Dans la collection Images de l’Histoire, une coproduction Pathé-Cinéma Hachette, sous la direction de Marc Ferro, composée d’une vidéocassette en deux parties, Algérie 1954, la révolte d’un colonisé et Tunisie-Maroc, la lutte pour l’indépendance, et d’un livret d’accompagnement, fut acquise par des centaines d’organismes algériens et français.

L’année 1978 était celle pendant laquelle François Hollande effectuait son stage de l’École nationale d’administration, mais aussi celle où cette fructueuse collaboration dans la coopération s’essouffla. Si j’obtenais des résultats qui satisfaisaient pleinement les éditions Hachette, il n’en était pas de même pour les services financiers qui nous prévinrent que le règlement des factures par la Sned s’effectuait de plus en plus difficilement avec des retards considérables et des demandes de paiements différés. Quant au ministère de l’Éducation qui avait succédé au ministère des Enseignements primaire et secondaire… Après le départ de Mostafa Lacheraf, Kharroubi se lança dans une arabisation effrénée et non maîtrisée.

Si j’avais commencé mon aventure pédagogique en Algérie pendant la guerre, j’allais la terminer au moment où les relations franco-algériennes se tendirent quelques mois avant la mort du président Houari Boumediene. En arrivant du Maroc, je me suis trouvé impliqué dans le différent algéro-marocain, l’Algérie soutenant le Front Polisario qui avait créé sur le territoire revendiqué par les Marocains la République arabe sahraouie démocratique le 27 février 1976. Arrêté sur la route peu après Mostaganem et conduit à Mohammedia (ex-Perrégaux) pour être incarcéré dans une prison moderne construite par la France peu avant l’indépendance, et disculpé au bout de trois jours, mes relations professionnelles et mes amis me crurent disparu…

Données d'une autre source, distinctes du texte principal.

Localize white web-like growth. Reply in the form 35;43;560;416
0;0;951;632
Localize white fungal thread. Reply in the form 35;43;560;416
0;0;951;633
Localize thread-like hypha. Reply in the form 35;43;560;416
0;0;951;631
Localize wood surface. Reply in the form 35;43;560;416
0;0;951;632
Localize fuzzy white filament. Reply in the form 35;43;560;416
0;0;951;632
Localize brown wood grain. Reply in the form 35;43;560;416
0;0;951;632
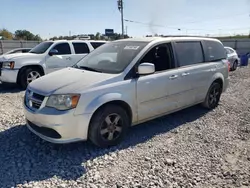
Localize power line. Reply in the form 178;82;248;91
124;19;250;31
170;13;249;25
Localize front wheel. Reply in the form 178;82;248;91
19;68;42;89
202;82;222;109
89;104;130;147
232;61;238;71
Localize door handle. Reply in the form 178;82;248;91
169;75;178;80
181;72;190;76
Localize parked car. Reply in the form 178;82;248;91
225;46;240;71
24;37;229;147
0;48;32;57
0;40;106;88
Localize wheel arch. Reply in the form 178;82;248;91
90;99;133;123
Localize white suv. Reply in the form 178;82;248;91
0;40;106;88
24;37;229;147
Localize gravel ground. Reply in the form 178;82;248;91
0;68;250;188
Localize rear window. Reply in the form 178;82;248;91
90;42;105;49
204;41;227;61
175;41;204;67
72;42;89;54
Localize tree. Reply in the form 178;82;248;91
0;29;13;40
15;30;42;41
95;32;101;40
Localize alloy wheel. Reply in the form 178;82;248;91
100;114;123;141
209;87;220;106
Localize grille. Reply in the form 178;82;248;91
25;90;45;110
27;120;61;139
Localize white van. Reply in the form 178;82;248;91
0;40;106;88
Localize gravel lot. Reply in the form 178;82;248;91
0;68;250;188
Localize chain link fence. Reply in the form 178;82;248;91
220;39;250;55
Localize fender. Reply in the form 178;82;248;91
85;93;132;113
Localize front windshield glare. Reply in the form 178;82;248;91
29;42;53;54
75;41;148;73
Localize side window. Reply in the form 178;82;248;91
53;43;71;55
175;41;204;67
90;42;105;49
73;42;89;54
229;49;234;53
140;44;175;72
225;48;232;54
205;41;227;61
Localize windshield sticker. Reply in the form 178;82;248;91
124;46;140;50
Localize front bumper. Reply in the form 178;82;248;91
0;69;19;83
24;104;91;144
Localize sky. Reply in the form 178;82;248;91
0;0;250;39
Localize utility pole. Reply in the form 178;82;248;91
117;0;124;38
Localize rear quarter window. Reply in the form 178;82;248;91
90;42;105;49
175;41;204;67
204;41;227;61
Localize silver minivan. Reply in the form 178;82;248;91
24;37;229;147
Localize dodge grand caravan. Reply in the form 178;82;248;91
24;37;229;147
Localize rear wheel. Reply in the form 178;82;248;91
202;82;222;109
89;104;130;147
18;68;42;89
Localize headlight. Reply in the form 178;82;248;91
46;94;80;110
2;61;15;69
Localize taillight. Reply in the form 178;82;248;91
227;60;231;72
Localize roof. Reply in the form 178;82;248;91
45;39;108;42
114;36;218;42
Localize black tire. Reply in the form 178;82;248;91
89;104;130;148
232;61;238;71
17;68;42;89
202;82;222;110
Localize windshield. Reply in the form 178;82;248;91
29;42;53;54
74;41;148;73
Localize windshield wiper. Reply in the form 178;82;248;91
77;66;102;72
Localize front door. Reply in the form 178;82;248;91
136;43;187;121
45;42;72;73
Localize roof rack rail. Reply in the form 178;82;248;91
159;35;211;38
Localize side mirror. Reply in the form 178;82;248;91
49;49;58;56
138;63;155;75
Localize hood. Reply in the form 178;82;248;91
0;53;43;60
29;68;117;96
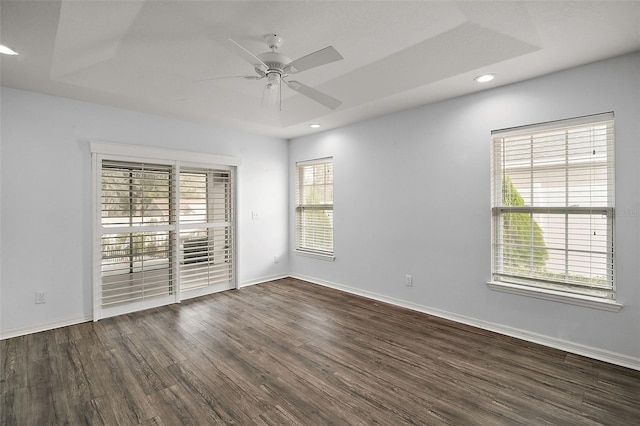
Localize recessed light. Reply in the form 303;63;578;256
0;44;18;55
474;74;496;83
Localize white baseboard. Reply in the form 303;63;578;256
238;274;291;288
0;314;93;340
291;274;640;371
0;274;289;340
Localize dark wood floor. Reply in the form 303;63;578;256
0;279;640;425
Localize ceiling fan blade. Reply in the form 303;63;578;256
228;39;269;72
283;80;342;109
284;46;344;74
195;75;264;83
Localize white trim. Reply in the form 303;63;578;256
296;157;333;167
487;281;623;312
491;111;614;137
89;141;241;166
293;250;336;262
238;274;291;288
0;314;93;340
291;274;640;371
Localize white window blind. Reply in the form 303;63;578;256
491;113;615;299
100;160;174;308
91;142;239;320
180;169;234;292
295;158;333;255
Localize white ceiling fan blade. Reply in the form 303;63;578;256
195;75;264;83
228;39;269;72
283;80;342;109
284;46;344;74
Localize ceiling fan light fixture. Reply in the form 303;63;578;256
473;74;496;83
0;44;18;55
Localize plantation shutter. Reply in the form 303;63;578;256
99;160;175;310
296;158;333;255
491;113;615;298
179;168;234;292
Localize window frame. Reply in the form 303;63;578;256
89;141;241;321
294;157;335;261
487;112;622;311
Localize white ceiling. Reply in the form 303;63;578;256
0;0;640;138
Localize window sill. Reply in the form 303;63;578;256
487;281;623;312
293;250;336;262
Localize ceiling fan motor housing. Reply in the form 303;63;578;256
258;52;291;82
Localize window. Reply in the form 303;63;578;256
91;143;235;319
100;160;173;308
491;113;615;299
296;158;333;256
180;169;233;292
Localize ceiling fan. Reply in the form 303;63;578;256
215;34;344;110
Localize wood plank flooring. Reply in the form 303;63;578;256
0;278;640;425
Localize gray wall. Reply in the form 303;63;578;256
289;54;640;368
0;87;289;336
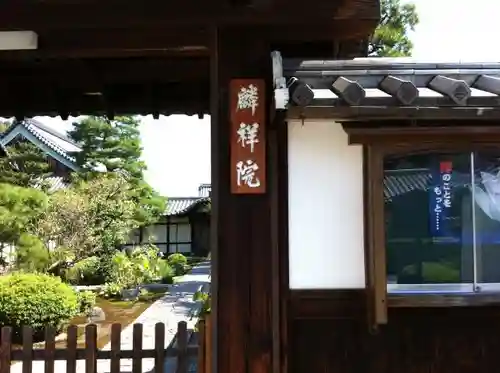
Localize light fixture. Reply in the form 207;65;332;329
0;31;38;51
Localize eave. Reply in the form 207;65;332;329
0;122;79;171
282;58;500;121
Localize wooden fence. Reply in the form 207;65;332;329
0;321;199;373
197;314;212;373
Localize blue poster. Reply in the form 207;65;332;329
429;161;453;237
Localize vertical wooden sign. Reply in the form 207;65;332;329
229;79;266;194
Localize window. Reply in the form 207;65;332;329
143;224;167;244
168;223;191;253
383;150;500;293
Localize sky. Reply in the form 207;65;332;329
33;0;500;197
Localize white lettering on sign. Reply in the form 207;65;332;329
237;123;259;153
236;159;260;188
236;84;259;115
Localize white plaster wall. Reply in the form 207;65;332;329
288;120;365;289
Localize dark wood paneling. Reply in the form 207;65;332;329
289;307;500;373
288;290;367;319
0;0;380;30
211;28;276;373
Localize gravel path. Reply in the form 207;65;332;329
11;262;210;373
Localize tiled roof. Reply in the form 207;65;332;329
275;57;500;119
33;176;70;193
2;119;81;162
165;197;210;216
384;171;486;200
198;184;212;197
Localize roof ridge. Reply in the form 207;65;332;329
2;119;76;163
22;118;80;147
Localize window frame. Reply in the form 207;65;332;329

Après ces vingt-deux années d’activités totales ou partielles au Maghreb et dans la région, Hachette rappelait son directeur chargé de mission en Algérie.

Michel Lambart
Communication lors de notre colloque du 7 décembre 2012,
La coopération française en Algérie après 1962


Notes :

  1. Voir La voix des humbles, 1922-1939.
  2. Voir Générations de la coopération en Algérie, 1962-79.